A LOSTMOM'S NEW JOURNEY
How can I laugh when I am too broken-hearted?
How can I not be sad and tearful when my heart was ripped apart when I lost my precious son Patrick?
How can I not be broken hearted when I am walking this sad journey lonelier, emptier with each passing day without Patrick in my life.
But I pray with each thought of my son, with each heart beat I will always have my sanity to cherish my son's memories and keep him alive in my broken heart, my shattered soul until I meet again my son Patrick and be whole again...be happy again.

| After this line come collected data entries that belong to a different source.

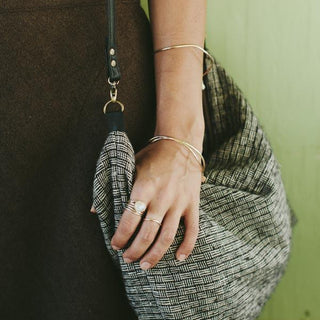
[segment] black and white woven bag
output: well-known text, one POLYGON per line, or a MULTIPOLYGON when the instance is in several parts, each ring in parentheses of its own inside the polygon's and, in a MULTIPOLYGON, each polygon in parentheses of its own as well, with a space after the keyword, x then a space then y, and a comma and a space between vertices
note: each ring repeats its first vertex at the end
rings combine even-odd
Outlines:
MULTIPOLYGON (((117 60, 114 0, 107 4, 106 52, 113 83, 120 79, 118 63, 112 63, 117 60)), ((210 62, 204 55, 205 70, 210 62)), ((151 269, 142 270, 139 260, 125 263, 125 248, 112 249, 110 241, 134 183, 135 154, 123 127, 123 112, 105 112, 107 138, 97 161, 93 206, 140 320, 255 319, 288 262, 295 216, 266 134, 216 59, 204 84, 207 181, 201 185, 197 242, 185 261, 175 259, 184 237, 182 221, 174 242, 151 269)))

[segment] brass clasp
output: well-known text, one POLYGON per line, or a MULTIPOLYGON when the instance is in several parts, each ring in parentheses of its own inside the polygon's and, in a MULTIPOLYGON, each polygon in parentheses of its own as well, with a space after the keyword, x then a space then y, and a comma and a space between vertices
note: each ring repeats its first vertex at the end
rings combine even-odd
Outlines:
POLYGON ((118 94, 118 89, 117 89, 117 84, 119 83, 120 80, 118 81, 110 81, 110 78, 108 77, 108 83, 110 85, 110 99, 103 107, 103 113, 107 112, 107 106, 113 102, 113 103, 117 103, 120 105, 121 107, 121 111, 124 111, 124 105, 123 103, 121 103, 120 101, 117 100, 117 94, 118 94))

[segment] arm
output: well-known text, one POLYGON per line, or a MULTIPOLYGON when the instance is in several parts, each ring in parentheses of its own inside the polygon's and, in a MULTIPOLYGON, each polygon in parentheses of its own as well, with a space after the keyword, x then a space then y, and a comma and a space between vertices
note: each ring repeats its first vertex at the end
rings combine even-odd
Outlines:
MULTIPOLYGON (((154 50, 175 44, 197 44, 205 38, 205 0, 149 0, 154 50)), ((202 112, 203 52, 175 48, 154 55, 157 122, 155 134, 192 143, 200 151, 204 134, 202 112)))
MULTIPOLYGON (((182 43, 203 47, 205 0, 149 0, 149 8, 155 50, 182 43)), ((201 151, 204 135, 202 62, 203 52, 193 47, 161 51, 154 57, 155 134, 186 140, 201 151)), ((135 155, 135 164, 137 171, 130 198, 143 201, 147 206, 146 217, 157 219, 161 227, 153 221, 143 221, 130 247, 123 253, 124 261, 141 259, 141 268, 154 267, 172 244, 181 218, 185 234, 175 256, 187 258, 199 233, 199 163, 184 146, 163 140, 141 149, 135 155)), ((126 245, 140 219, 124 210, 111 239, 115 250, 126 245)))

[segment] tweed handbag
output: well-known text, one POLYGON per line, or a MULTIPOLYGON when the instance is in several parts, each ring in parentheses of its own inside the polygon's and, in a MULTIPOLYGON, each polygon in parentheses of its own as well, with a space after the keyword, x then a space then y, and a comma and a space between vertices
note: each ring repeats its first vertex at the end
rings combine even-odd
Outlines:
MULTIPOLYGON (((112 84, 120 72, 114 1, 107 4, 106 53, 112 84)), ((205 70, 210 62, 204 55, 205 70)), ((104 108, 107 137, 97 160, 93 206, 107 251, 121 271, 129 303, 140 320, 256 319, 289 259, 295 215, 266 134, 243 92, 215 58, 204 84, 207 179, 200 190, 198 238, 188 259, 176 260, 184 238, 180 221, 172 245, 148 270, 142 270, 139 261, 125 263, 125 248, 115 251, 110 244, 130 199, 135 154, 123 126, 122 104, 114 99, 121 110, 104 108)))

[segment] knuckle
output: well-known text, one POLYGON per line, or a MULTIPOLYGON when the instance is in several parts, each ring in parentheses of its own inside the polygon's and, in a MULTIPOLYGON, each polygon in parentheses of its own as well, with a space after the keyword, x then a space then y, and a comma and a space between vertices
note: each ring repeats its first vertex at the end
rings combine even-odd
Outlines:
POLYGON ((159 247, 159 246, 154 247, 151 252, 151 257, 154 257, 155 259, 160 259, 163 256, 164 252, 166 251, 164 249, 165 247, 159 247))
POLYGON ((151 229, 147 228, 144 231, 141 231, 140 239, 144 243, 149 243, 154 239, 154 234, 151 229))
POLYGON ((136 261, 139 259, 139 255, 135 252, 131 252, 129 255, 126 255, 125 258, 128 258, 132 261, 136 261))
POLYGON ((122 221, 122 224, 119 225, 118 230, 120 233, 128 235, 132 233, 132 224, 130 224, 128 221, 124 220, 122 221))
POLYGON ((175 234, 171 229, 163 229, 161 233, 161 242, 167 244, 173 242, 175 234))
POLYGON ((148 217, 163 217, 167 211, 167 203, 170 199, 159 198, 159 196, 154 196, 152 201, 148 205, 148 217))
POLYGON ((156 263, 159 262, 159 260, 161 260, 161 258, 163 257, 163 254, 164 253, 162 251, 153 252, 148 256, 148 261, 150 261, 152 265, 155 265, 156 263))
POLYGON ((128 258, 132 261, 136 261, 137 259, 139 259, 141 254, 139 254, 139 252, 137 252, 136 248, 130 247, 123 253, 122 256, 123 256, 123 258, 128 258))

I can heal from a broken marriage
I can heal from a financial problems
I can heal from losing a parent, a sibling, or
a relative, or a friend...
But I can never heal from losing my child
A child is a gift from God to love, to cherish
Forever and ever...
How can I heal from losing the best gift
God has given me?
I am just a hopeless, helpless mother.
I just miss Patrick more than I can
Understand the feeling.
With God grace I will find that peace,
the truth I have been searching for not the
Healing... The pain will end with my
Life as I walk through that gate of
Heaven seeing my son Patrick with
Open arms waiting to heal forever his
Mom's broken heart.
How can I heal when I don't understand
My pain, my broken heart?
I only understand LOVE NEVER ENDS!!!